- То-то же. – Здоровяк пыхтел, хрипел и кашлял, но не прекращал курить. Он бросил взгляд на пачку сигарет и произнёс, - ты типо взял самые крепкие, чтоб побыстрее сдохнуть?
Митя ничего не ответил. Сигарета уже была у него во рту, и он как раз пытался её поджечь, прикрывая рукой от ветра – так, по крайней мере, он видел, делал здоровяк. Стараясь не смотреть в его сторону, Митя затянулся, и в глазах тут же потемнело. Не рассчитав силу затяга, он вдохнул слишком много для новичка, и теперь лёгкие оказались в полной растерянности, на несколько мгновений забыв о своей работе. Наконец, парень согнулся, упёр руки в колени и стал откашливаться, параллельно осознавая, что ему сильно дало в голову. Рядом послышался хриплый смех.
- Н-да, пацан, учить тебя и учить. Я Лёха, — он протянул руку.
- Митя.
- Митёк! – здоровяк похлопал парня по плечу, от чего тот чуть не потерял равновесие.
- Покажи, как ты затягиваешься.
- Без проблем.
Когда дружба начинается вот так, понимаешь, она вещь странная. Но если один помогает другому губить собственный организм, главное слово, конечно, «помогает».

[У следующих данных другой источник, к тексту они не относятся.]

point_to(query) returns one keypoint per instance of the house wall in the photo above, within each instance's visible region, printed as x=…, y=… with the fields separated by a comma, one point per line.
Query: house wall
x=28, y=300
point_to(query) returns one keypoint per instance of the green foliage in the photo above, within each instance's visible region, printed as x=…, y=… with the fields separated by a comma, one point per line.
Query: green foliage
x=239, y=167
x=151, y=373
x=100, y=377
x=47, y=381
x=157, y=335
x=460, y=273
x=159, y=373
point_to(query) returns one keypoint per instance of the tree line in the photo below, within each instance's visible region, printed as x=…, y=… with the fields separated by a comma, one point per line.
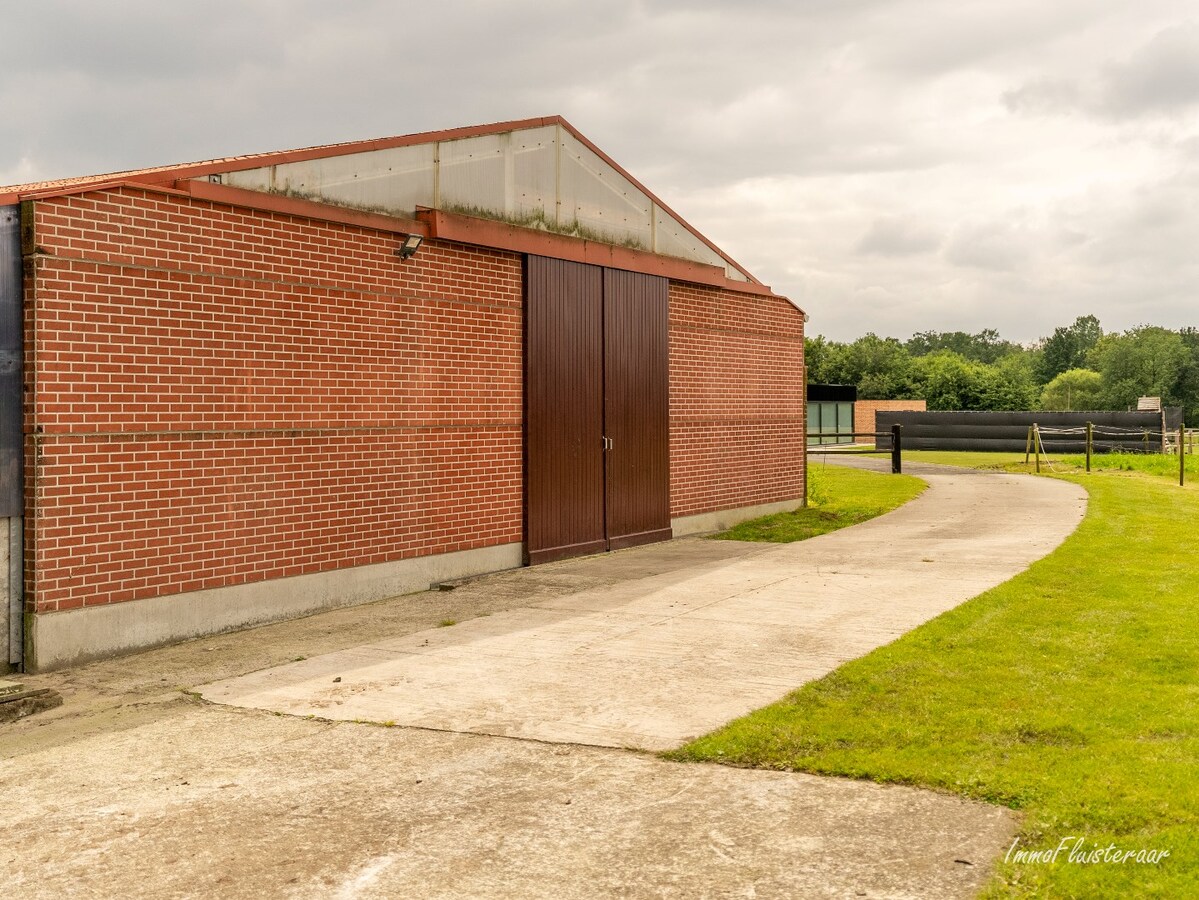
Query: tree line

Гриша и Гоша, близнецы, двадцати лет. Обычно мы допрашиваем свидетелей по одному, так, знаете ли, надёжнее, ну и конфиденциальность какая-никакая присутствует. Но эти двое, высоченные и здоровенные, наотрез отказались заходить в кабинет друг без друга, и никто не решился встать у них на пути. Я даже услышала, как один из них прикрикнул на моих коллег, когда те попытались объяснить порядок вещей, но закончилось всё тем, что из кабинета для допросов вытащили стол и занесли дополнительный стул. Как я и говорила, места было немного.
Владимир закинул дну ногу на другую, скрючился и приготовился записывать в свой жалкий блокнотик свежие показания. Я, конечно, включила диктофон. Снова без чьего-либо разрешения - пусть идут к чёрту.
Как только свидетели протиснулись в кабинет и еле уместились на стульях, я вгляделась в их лица. И у меня чуть было не началась истерика, потому что в их взгляде читалась такая пустота, такое отсутствие мозга, что ближайшие десять минут явственно представились пыткой.
- Как вас зовут?
- Гриша.
- Гоша.
- Любит чернокожих!
Кабинет затрясся от бешеного гогота двух парней, хлопающих друг друга по спине и довольно лыбящихся. Я услышала, как Владимир тяжело вздохнул и зачиркал ручкой, и готова была поклясться, что он записал в свой блокнот парочку нехороших слов.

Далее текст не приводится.